In ten years, many think that more and more people will start to see that life doesn’t need to go on for ever, especially since the option to live for longer in reasonable comfort is really only a luxury for wealthier nations where the healthcare systems, insurance policies and private wealth enable increased levels of support. The argument is that systemic euthanasia should be introduced. Moreover, this should not be limited just to those who have a proven terminal illness but should be an option available to all.

With the economic burdens evident and the trends clear, the rational side of the case is increasingly accepted, but in many influential circles the ethical, emotional and political perspectives are also shifting.
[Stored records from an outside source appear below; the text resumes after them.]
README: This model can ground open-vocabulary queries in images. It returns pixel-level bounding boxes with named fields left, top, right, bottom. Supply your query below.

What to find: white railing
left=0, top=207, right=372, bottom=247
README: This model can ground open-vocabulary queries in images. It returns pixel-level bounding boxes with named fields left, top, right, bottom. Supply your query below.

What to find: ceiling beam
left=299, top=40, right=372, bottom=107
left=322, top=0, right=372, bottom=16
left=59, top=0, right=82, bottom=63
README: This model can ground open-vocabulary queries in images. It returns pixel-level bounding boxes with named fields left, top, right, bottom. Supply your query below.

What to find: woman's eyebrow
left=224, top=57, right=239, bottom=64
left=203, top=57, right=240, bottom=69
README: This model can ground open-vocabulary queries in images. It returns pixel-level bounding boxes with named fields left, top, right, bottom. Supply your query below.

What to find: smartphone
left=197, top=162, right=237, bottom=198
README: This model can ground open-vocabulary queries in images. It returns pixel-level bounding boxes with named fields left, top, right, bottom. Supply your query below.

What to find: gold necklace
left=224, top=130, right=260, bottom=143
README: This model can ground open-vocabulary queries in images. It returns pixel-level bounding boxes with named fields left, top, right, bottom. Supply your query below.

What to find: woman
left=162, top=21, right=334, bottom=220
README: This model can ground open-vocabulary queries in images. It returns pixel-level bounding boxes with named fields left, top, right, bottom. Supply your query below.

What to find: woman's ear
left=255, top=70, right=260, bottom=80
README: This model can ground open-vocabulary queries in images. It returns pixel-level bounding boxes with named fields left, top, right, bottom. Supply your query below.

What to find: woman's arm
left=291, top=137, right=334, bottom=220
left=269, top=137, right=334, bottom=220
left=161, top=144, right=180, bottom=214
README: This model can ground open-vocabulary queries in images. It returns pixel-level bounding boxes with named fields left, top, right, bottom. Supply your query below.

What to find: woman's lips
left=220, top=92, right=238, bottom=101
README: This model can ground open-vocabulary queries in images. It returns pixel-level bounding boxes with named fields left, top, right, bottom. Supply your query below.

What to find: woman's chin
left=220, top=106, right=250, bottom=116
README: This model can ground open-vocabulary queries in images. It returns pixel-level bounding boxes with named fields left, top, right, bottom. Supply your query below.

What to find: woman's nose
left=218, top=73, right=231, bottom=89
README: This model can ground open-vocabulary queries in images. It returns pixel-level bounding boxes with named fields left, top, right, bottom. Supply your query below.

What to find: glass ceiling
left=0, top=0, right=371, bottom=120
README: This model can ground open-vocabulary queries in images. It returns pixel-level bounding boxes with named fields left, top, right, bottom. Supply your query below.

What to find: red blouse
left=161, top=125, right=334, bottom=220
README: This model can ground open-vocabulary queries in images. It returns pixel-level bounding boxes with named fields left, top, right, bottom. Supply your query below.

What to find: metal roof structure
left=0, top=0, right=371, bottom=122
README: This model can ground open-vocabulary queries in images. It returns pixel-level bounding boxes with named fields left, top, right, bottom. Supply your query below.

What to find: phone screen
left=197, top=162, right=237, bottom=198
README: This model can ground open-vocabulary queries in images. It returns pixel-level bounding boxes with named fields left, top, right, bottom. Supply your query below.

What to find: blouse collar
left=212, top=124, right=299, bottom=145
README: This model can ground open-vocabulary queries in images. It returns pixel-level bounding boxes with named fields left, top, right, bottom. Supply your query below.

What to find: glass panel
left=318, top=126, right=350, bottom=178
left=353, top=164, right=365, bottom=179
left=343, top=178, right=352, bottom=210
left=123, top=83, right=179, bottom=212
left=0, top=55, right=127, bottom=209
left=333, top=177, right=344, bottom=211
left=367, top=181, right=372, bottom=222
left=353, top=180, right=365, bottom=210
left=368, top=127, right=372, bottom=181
Some see that opening the door for euthanasia beyond those with terminal illness is a slippery slope leading to a point where individuals who would not otherwise consider it may be pressurised into asking for assisted suicide by interested parties; others see that the option to proactively check out of life when enough is enough is a sign of a more balanced society. No doubt the debate will continue, and pick up pace as more countries make assisted suicide legal, and, for those that don’t, the numbers travelling across borders for the service may well increase.